Omega quasi-borel spaces

This file defines omega quasi-borel spaces (ωQBS), which combine QuasiBorelSpace and OmegaCompletePartialOrder structures with a compatibility axiom stating that pointwise ω-suprema of ω-chains of morphisms are morphisms (Definition 3.5 in [Vákár–Staton, 2019]).
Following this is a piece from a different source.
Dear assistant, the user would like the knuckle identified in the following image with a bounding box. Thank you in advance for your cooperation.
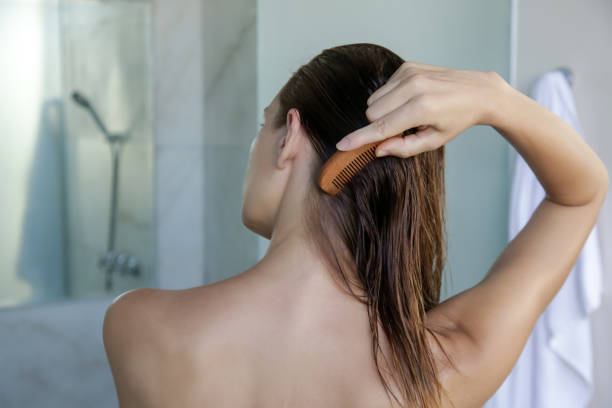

We prove that products and coproducts preserve the ωQBS structure (Lemma 3.9).

See [VKS19].

Definitions

• OmegaQuasiBorelSpace: A type with both an OmegaCompletePartialOrder and a QuasiBorelSpace, satisfying the compatibility axiom.

Instances

• instOmegaQuasiBorelSpaceProd: Products of ωQBSs are ωQBSs.
• instOmegaQuasiBorelSpaceSum: Coproducts of ωQBSs are ωQBSs.

class QuasiBorelSpaces.OmegaQuasiBorelSpace (α : Type u) extends OmegaCompletePartialOrder α, QuasiBorelSpace α : Type u

An ωQBS (Omega quasi-borel space) is a type equipped with both a QuasiBorelSpace and an OmegaCompletePartialOrder, satisfying the compatibility axiom: variables are closed under pointwise ω-suprema of ω-chains.

• le : α → α → Prop
• lt : α → α → Prop
• le_refl (a : α) : a ≤ a
• le_trans (a b c : α) : a ≤ b → b ≤ c → a ≤ c
• lt_iff_le_not_ge (a b : α) : a < b ↔ a ≤ b ∧ ¬b ≤ a
• le_antisymm (a b : α) : a ≤ b → b ≤ a → a = b
• ωSup : Chain α → α
• le_ωSup (c : Chain α) (i : ℕ) : c i ≤ ωSup c
• ωSup_le (c : Chain α) (x : α) : (∀ (i : ℕ), c i ≤ x) → ωSup c ≤ x
• IsVar : (ℝ → α) → Prop
• isVar_const (x : α) : IsVar fun (x_1 : ℝ) => x
• isVar_comp {f : ℝ → ℝ} {φ : ℝ → α} : Measurable f → IsVar φ → IsVar fun (r : ℝ) => φ (f r)
• isVar_cases' {ix : ℝ → ℕ} {φ : ℕ → ℝ → α} : Measurable ix → (∀ (n : ℕ), IsVar (φ n)) → IsVar fun (r : ℝ) => φ (ix r) r
• isHom_ωSup (c : OmegaCompletePartialOrder.Chain (ℝ → α)) : (∀ (n : ℕ), QuasiBorelSpace.IsHom (c n)) → QuasiBorelSpace.IsHom (OmegaCompletePartialOrder.ωSup c)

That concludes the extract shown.